The voluntary separation packages (VSEPs) for the managerial staff at the Grand Lucayan resort in Grand Bahama are expected to be settled next week, Labour Minister Dion Foulkes said.
“I am hopeful that it can be settled as early as next week,” Foulkes said.
He added: “I am very hopeful that we will be able to settle the matter to the comfort of both the union and the government. I don’t think that we’re too far apart from what Minister D’Aguilar has explained to me but I am very hopeful that, that would be sorted out.
“As you know, this is not a union dispute or a confrontation matter. This is just a question of a voluntary separation of employment program, which is different than if you have, for example, a trade dispute.”
The government purchased the resort for $65 million with $30 million paid upfront.
Following the purchase, more than 200 employees applied for VSEPs.
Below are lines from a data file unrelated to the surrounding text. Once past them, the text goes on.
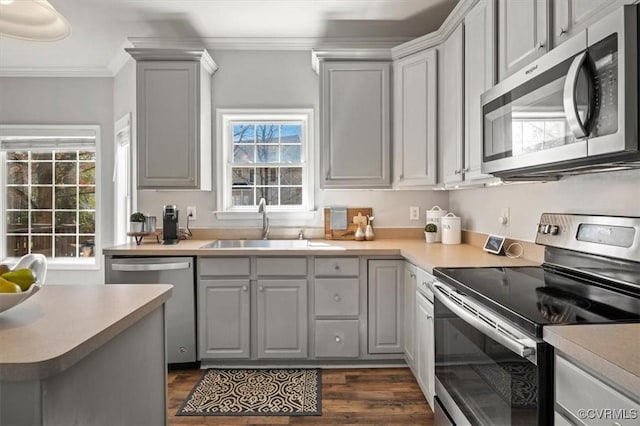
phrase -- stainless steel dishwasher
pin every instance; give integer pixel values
(180, 317)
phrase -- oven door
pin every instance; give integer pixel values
(487, 372)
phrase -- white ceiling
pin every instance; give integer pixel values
(100, 29)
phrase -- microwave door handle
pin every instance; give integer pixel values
(523, 350)
(569, 97)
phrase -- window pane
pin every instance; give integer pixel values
(42, 173)
(291, 154)
(18, 197)
(70, 155)
(291, 176)
(266, 176)
(41, 197)
(269, 194)
(243, 133)
(87, 198)
(87, 173)
(66, 246)
(267, 154)
(66, 173)
(267, 133)
(290, 133)
(65, 222)
(66, 197)
(87, 222)
(242, 197)
(243, 153)
(17, 222)
(17, 173)
(242, 176)
(290, 196)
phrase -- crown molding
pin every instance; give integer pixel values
(455, 18)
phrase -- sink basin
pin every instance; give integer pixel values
(253, 244)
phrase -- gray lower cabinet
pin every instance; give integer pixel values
(224, 318)
(282, 318)
(385, 301)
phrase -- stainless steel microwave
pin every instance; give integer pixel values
(574, 110)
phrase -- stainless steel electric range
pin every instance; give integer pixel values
(492, 366)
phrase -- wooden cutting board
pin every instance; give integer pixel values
(350, 232)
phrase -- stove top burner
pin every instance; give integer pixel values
(535, 296)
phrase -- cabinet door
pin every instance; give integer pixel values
(415, 115)
(386, 298)
(479, 76)
(522, 33)
(355, 124)
(409, 313)
(167, 133)
(282, 318)
(451, 89)
(571, 16)
(425, 356)
(224, 324)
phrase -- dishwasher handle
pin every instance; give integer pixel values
(143, 267)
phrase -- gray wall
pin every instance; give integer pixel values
(615, 193)
(68, 101)
(259, 79)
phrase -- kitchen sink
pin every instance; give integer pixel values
(253, 244)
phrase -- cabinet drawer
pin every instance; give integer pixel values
(337, 296)
(224, 266)
(594, 394)
(337, 266)
(337, 338)
(282, 266)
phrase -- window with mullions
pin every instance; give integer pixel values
(49, 200)
(266, 157)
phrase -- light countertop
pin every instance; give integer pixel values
(611, 350)
(416, 251)
(61, 324)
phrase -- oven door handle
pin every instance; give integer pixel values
(524, 350)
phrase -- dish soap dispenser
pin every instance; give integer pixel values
(368, 233)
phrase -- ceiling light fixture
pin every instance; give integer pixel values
(32, 20)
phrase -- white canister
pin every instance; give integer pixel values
(434, 216)
(451, 229)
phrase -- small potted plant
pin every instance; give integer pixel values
(430, 232)
(137, 222)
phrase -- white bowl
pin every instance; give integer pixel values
(9, 300)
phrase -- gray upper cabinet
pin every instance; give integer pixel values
(522, 34)
(282, 318)
(479, 76)
(451, 107)
(415, 119)
(386, 303)
(355, 124)
(174, 118)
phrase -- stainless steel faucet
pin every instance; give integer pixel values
(262, 208)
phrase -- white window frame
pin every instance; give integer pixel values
(89, 263)
(224, 120)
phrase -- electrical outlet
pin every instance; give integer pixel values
(191, 212)
(414, 213)
(504, 216)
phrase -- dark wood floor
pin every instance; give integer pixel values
(373, 396)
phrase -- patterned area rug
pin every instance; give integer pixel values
(255, 392)
(515, 382)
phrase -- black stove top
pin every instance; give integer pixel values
(535, 296)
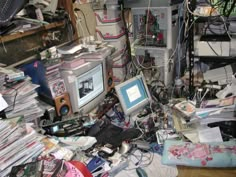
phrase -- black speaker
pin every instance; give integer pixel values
(109, 75)
(63, 105)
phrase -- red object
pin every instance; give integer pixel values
(82, 168)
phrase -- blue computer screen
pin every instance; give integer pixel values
(133, 93)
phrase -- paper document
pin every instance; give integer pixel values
(209, 135)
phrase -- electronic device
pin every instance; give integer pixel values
(162, 60)
(64, 128)
(125, 147)
(144, 3)
(161, 29)
(45, 5)
(133, 94)
(86, 85)
(63, 105)
(213, 45)
(109, 75)
(95, 163)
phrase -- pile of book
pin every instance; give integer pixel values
(19, 144)
(20, 94)
(50, 168)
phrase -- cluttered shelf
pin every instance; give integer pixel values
(17, 35)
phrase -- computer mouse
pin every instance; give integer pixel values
(125, 147)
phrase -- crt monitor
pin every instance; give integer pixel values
(86, 85)
(133, 94)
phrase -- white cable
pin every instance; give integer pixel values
(148, 13)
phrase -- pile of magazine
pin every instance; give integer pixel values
(19, 144)
(20, 94)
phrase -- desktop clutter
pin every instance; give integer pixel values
(66, 117)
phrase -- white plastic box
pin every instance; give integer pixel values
(119, 44)
(107, 17)
(119, 74)
(120, 61)
(110, 32)
(164, 65)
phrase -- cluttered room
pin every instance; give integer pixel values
(117, 88)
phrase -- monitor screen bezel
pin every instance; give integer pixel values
(70, 78)
(133, 109)
(77, 85)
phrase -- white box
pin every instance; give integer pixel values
(120, 61)
(119, 74)
(210, 48)
(110, 32)
(164, 65)
(119, 44)
(107, 17)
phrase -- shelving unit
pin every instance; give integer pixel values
(18, 35)
(191, 54)
(16, 48)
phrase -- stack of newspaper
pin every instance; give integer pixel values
(21, 96)
(19, 144)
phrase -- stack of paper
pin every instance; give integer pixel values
(18, 144)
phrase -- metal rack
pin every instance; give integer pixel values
(191, 52)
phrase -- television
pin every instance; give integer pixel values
(86, 85)
(133, 94)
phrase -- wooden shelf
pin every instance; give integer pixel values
(14, 36)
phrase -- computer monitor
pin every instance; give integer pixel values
(86, 85)
(133, 94)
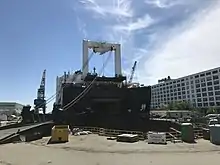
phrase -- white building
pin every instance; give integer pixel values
(202, 89)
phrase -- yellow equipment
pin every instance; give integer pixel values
(60, 133)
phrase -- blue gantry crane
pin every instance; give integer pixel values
(40, 102)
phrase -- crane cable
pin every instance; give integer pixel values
(85, 91)
(54, 95)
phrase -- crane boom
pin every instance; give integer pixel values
(132, 72)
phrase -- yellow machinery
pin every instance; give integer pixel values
(60, 133)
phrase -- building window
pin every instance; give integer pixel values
(210, 93)
(215, 71)
(197, 85)
(205, 99)
(208, 79)
(216, 82)
(209, 83)
(198, 95)
(203, 85)
(217, 98)
(210, 89)
(208, 73)
(211, 104)
(216, 87)
(205, 104)
(199, 104)
(215, 77)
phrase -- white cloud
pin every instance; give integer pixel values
(187, 51)
(116, 8)
(132, 26)
(162, 3)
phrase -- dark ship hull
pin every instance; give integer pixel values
(108, 106)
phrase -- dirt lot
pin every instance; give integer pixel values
(96, 150)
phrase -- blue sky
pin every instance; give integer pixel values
(47, 34)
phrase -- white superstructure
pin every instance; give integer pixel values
(202, 89)
(78, 77)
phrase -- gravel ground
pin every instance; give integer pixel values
(96, 150)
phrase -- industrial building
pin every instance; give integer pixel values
(9, 108)
(201, 89)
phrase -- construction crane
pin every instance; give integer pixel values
(132, 72)
(40, 102)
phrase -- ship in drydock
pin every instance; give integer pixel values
(88, 99)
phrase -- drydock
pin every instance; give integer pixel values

The Grand Lucayan resort had approximately 400 employees.
President of the Bahamas Hotel Managerial Association Obie Ferguson is seeking over $4 million for the 90 managers at the resort who have opted for VSEPs.
The last offer made by the board was around $3.2 million, according to Ferguson.
He said the parties are unable to reach an agreement regarding the severance pay for the years of service for each employee.
The first cohort of line staff at the resort received its VSEPs on February 1, 2019.
The Guardian understands that they were given approximately $3.2 million.
Last week, Tourism Minister Dionisio D’Aguilar said he was turning his focus to settling the separation packages for the managerial staff.